A post popped up yesterday from Thijs Alkemade, a computer science and mathematics student at Utrecht University in The Netherlands. The post outlines a bit of the core encryption methods of WhatsApp, highlighting a few of the technical aspects of the service and also noting some big vulnerabilities.
If you can follow along with the original post, you can see that Thijs runs through two "mistakes" that WhatsApp uses in its methods, both of which are able to be exploited if someone has the know-how. Ultimately he determines that your WhatsApp messages can be decrypted given enough effort by a would-be snoop.
You should assume that anyone who is able to eavesdrop on your WhatsApp connection is capable of decrypting your messages, given enough effort. You should consider all your previous WhatsApp conversations compromised. There is nothing a WhatsApp user can do about this but except to stop using it until the developers can update it.
Of course this is something that could be (and will need to be) fixed by WhatsApp to patch things up, so they could very well be corrected soon. He also notes that the problems could be avoided if WhatsApp were to use something like TLS (Transport Layer Security), which is exactly what BBM uses for their services.
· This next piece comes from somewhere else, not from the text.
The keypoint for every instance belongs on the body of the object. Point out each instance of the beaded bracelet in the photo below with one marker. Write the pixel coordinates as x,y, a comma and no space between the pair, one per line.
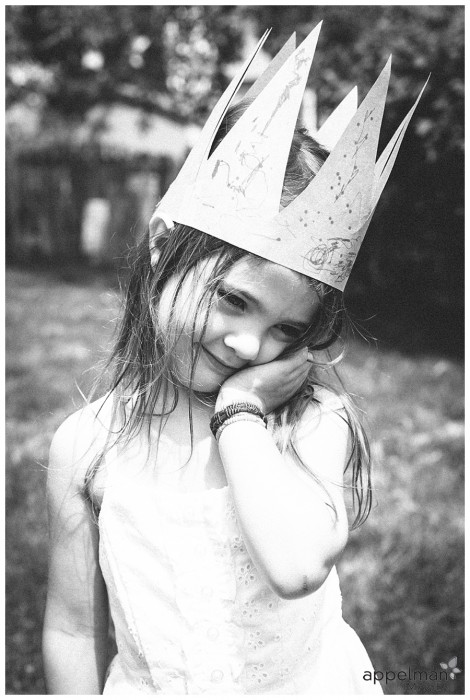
231,410
251,417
From Andrew Bocking, Head of BBM for BlackBerry:
I can’t really speak to all of the technical aspects of the WhatsApp system. However people can rest assured that BBM remains a trusted private social network. Where other services may be vulnerable to unwanted snooping or eavesdropping, BBM increasingly uses standard TLS deployment to remove that vulnerability from our service. TLS is a well-known, well-studied protocol. To put it in every day context, this is the same technology used for internet banking.
Hearing things like this can't make cross-platform BBM get here soon enough. We know the demand is crazy high but we just need it to be released. Sadly we're over three weeks in since it was supposed to launch originally, and while it's still on the way, we have no idea when we'll actually see it. Thankfully when it does show up you can rest assured it will be a solid, private messaging service that won't have such issues or vulnerabilities. Something to keep in mind, in light of recent attacks on WhatsApp.